Sur demande du gouvernement français, une évaluation initiale de la situation sanitaire à Muzaffarabad (lieu de coordination des actions humanitaires) est réalisée : moyens disponibles, risques à court et moyen termes, besoins sanitaires et médicaux. Elle montre que les principales conséquences directes du séisme sont les lésions traumatiques sévères, la constitution de camps de personnes déplacées et le manque d'eau de qualité suffisante, aggravées par la destruction des structures sanitaires locales.

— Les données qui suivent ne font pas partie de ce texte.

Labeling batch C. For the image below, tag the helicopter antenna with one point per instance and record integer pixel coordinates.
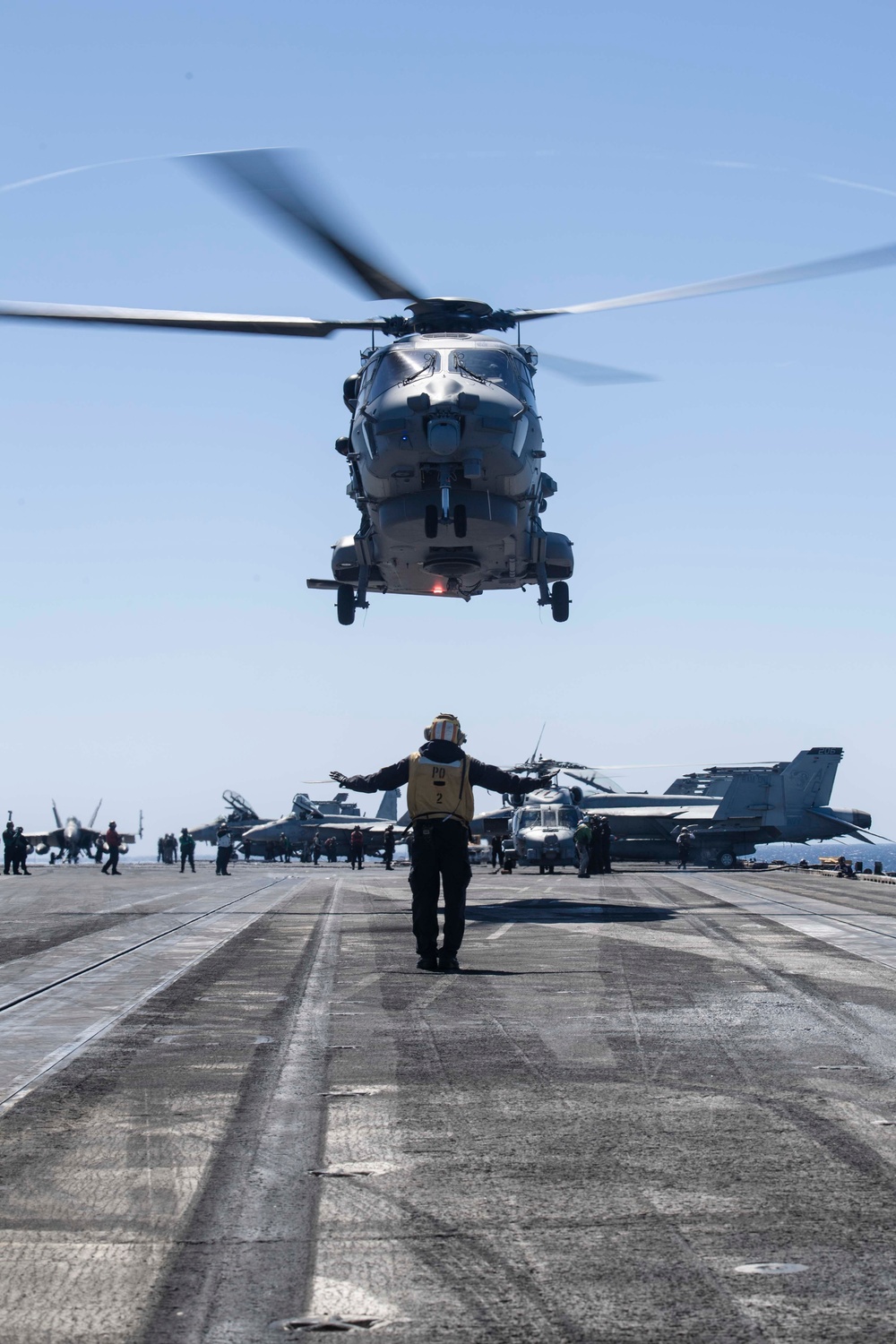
(538, 742)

Les risques identifiés sont liés à l'eau (maladies du péril fécal), à l'absence de programme vaccinal régional (rougeole, diphtérie et tétanos), à la promiscuité des personnes déplacées dans les camps (infections respiratoires, gale, pédiculoses) et au froid à l'approche de l'hiver.
Parallèlement, la cellule épidémiologique française s'est mise à la disposition de l'Organisation mondiale de la santé (OMS) pour la participation :
- aux réunions quotidiennes de coordination des actions humanitaires ;
- à la surveillance épidémiologique, via la déclaration quotidienne de l'activité médico-chirurgicale française et l'information des médecins des structures sanitaires internationales, les incitant à déclarer leurs cas d'affections soumises à surveillance ;
- à l'investigation autour de cas suspects ou d'épidémies avérées, annoncés par l'OMS en réunion quotidienne (choléra, épidémie d'affections cutanées, par exemple) ;
- à l'évaluation des besoins vaccinaux dans un district voisin et des besoins sanitaires dans les principaux camps de Muzaffarabad.
A la suite de ces investigations et évaluations, des recommandations sont formulées à l'OMS qui assure la planification, la gestion, la supervision et l'évaluation des actions menées, en concertation avec les représentants des différentes organisations présentes. Un retour dans un des camps évalués a permis de constater qu'en trois jours, toutes les recommandations (approvisionner en eau, installer des latrines, fournir une équipe médicale et planifier une campagne de vaccination) ont été suivies.
La présence d'un vétérinaire et d'un épidémiologiste est un atout dans ce type de situation de crise. Les approches médicale et vétérinaire de l'épidémiologie et de la santé publique se sont révélées d'une complémentarité fondamentale pour l'évaluation initiale de la situation sanitaire, l'implantation du dispositif, le soutien du détachement français et l'aide aux populations sinistrées. En effet, de par sa formation pluridisciplinaire, non limitée à la connaissance de l'animal, le vétérinaire apporte une contribution reconnue de ses collaborateurs dans l'appréciation de l'interaction entre l'homme et son environnement naturel.